| --- |
| layout: global |
| displayTitle: Using Spark's "Hadoop Free" Build |
| title: Using Spark's "Hadoop Free" Build |
| --- |
| |
| Spark uses Hadoop client libraries for HDFS and YARN. Starting in version Spark 1.4, the project packages "Hadoop free" builds that lets you more easily connect a single Spark binary to any Hadoop version. To use these builds, you need to modify `SPARK_DIST_CLASSPATH` to include Hadoop's package jars. The most convenient place to do this is by adding an entry in `conf/spark-env.sh`. |
| |
| This page describes how to connect Spark to Hadoop for different types of distributions. |
| |
| # Apache Hadoop |
| For Apache distributions, you can use Hadoop's 'classpath' command.

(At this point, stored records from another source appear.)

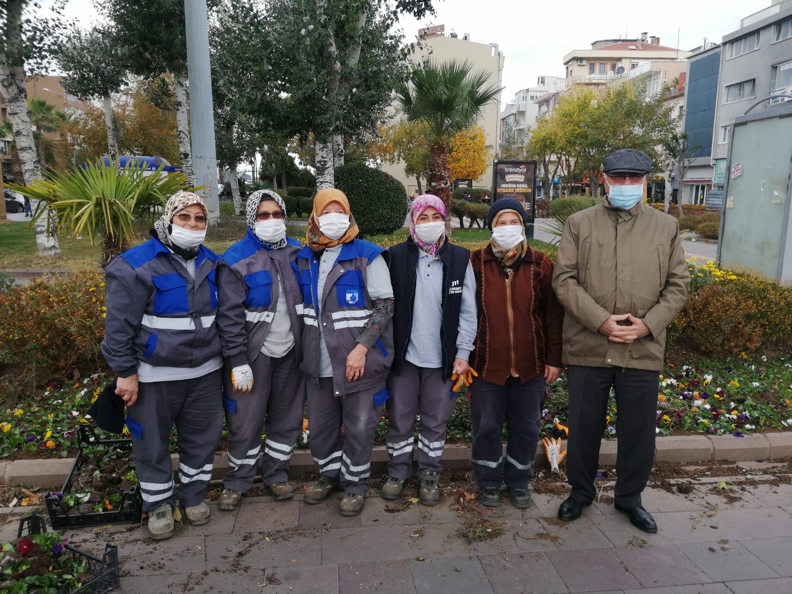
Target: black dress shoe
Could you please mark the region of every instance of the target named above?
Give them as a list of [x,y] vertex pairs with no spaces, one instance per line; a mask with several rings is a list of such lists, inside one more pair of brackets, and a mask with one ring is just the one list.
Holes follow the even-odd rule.
[[583,513],[583,508],[588,508],[591,503],[581,503],[572,497],[568,497],[558,506],[558,518],[565,522],[577,520]]
[[643,508],[623,508],[619,504],[614,504],[613,507],[617,512],[626,513],[630,518],[630,524],[638,530],[644,532],[654,534],[657,531],[657,524],[654,521],[652,515]]

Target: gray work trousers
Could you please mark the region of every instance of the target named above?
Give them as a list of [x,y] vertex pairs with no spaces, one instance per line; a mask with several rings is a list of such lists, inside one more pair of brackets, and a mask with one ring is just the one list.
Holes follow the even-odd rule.
[[[305,380],[293,348],[276,359],[261,353],[250,367],[253,383],[249,394],[234,391],[230,369],[223,373],[230,470],[223,478],[223,485],[240,493],[253,486],[260,459],[265,485],[288,480],[289,461],[303,430],[305,402]],[[263,455],[262,431],[266,432]]]
[[[470,387],[471,462],[476,484],[482,489],[498,489],[503,483],[511,489],[527,489],[534,476],[544,377],[524,383],[509,377],[505,386],[477,379]],[[504,421],[508,430],[505,461]]]
[[310,455],[319,474],[336,481],[345,493],[364,495],[368,490],[374,432],[383,409],[374,406],[375,391],[336,396],[333,378],[319,378],[318,387],[308,383]]
[[223,432],[223,383],[219,369],[200,378],[140,382],[138,399],[127,409],[135,470],[143,512],[163,503],[176,505],[170,432],[176,425],[179,452],[179,501],[185,507],[204,502],[215,448]]
[[399,375],[390,374],[386,445],[390,463],[388,475],[409,478],[413,474],[415,415],[418,421],[418,478],[443,470],[440,457],[445,446],[446,423],[454,412],[453,382],[443,380],[443,369],[419,367],[405,361]]

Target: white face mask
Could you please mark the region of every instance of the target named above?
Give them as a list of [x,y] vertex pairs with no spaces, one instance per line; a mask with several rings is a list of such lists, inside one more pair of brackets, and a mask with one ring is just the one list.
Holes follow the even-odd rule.
[[319,230],[330,239],[340,239],[349,228],[349,215],[343,212],[329,212],[319,217]]
[[415,236],[424,243],[435,243],[445,232],[445,221],[422,223],[415,226]]
[[192,249],[200,246],[206,238],[206,229],[191,231],[178,225],[172,225],[170,241],[185,249]]
[[269,218],[265,221],[256,221],[254,227],[256,237],[267,243],[276,243],[286,237],[286,223],[283,219]]
[[525,227],[522,225],[501,225],[493,229],[493,239],[506,249],[511,249],[524,238]]

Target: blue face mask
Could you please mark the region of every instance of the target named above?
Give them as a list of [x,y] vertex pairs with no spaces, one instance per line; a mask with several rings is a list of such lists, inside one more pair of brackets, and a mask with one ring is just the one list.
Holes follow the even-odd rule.
[[628,211],[643,198],[643,184],[629,185],[611,185],[607,192],[607,199],[617,208]]

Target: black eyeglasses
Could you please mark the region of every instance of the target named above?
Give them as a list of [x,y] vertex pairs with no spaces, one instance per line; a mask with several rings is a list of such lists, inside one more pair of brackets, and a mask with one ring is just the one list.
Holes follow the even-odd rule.
[[269,217],[272,217],[272,219],[283,219],[284,218],[284,213],[281,212],[280,211],[277,211],[276,212],[258,212],[258,213],[256,213],[256,220],[257,221],[265,221],[268,219],[269,219]]
[[619,183],[629,180],[630,182],[636,184],[639,181],[643,181],[645,173],[606,173],[606,175],[608,177],[608,179],[618,181]]
[[204,215],[196,215],[193,216],[188,212],[179,212],[173,215],[174,219],[178,219],[182,223],[189,223],[191,219],[195,219],[196,223],[199,225],[205,225],[207,220],[208,220]]

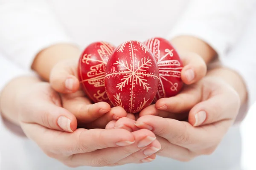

For instance: |
| |
| {% highlight bash %} |
| ### in conf/spark-env.sh ### |
| |
| # If 'hadoop' binary is on your PATH |
| export SPARK_DIST_CLASSPATH=$(hadoop classpath) |
| |
| # With explicit path to 'hadoop' binary |
| export SPARK_DIST_CLASSPATH=$(/path/to/hadoop/bin/hadoop classpath) |
| |
| # Passing a Hadoop configuration directory |
| export SPARK_DIST_CLASSPATH=$(hadoop --config /path/to/configs classpath) |
| |
| {% endhighlight %} |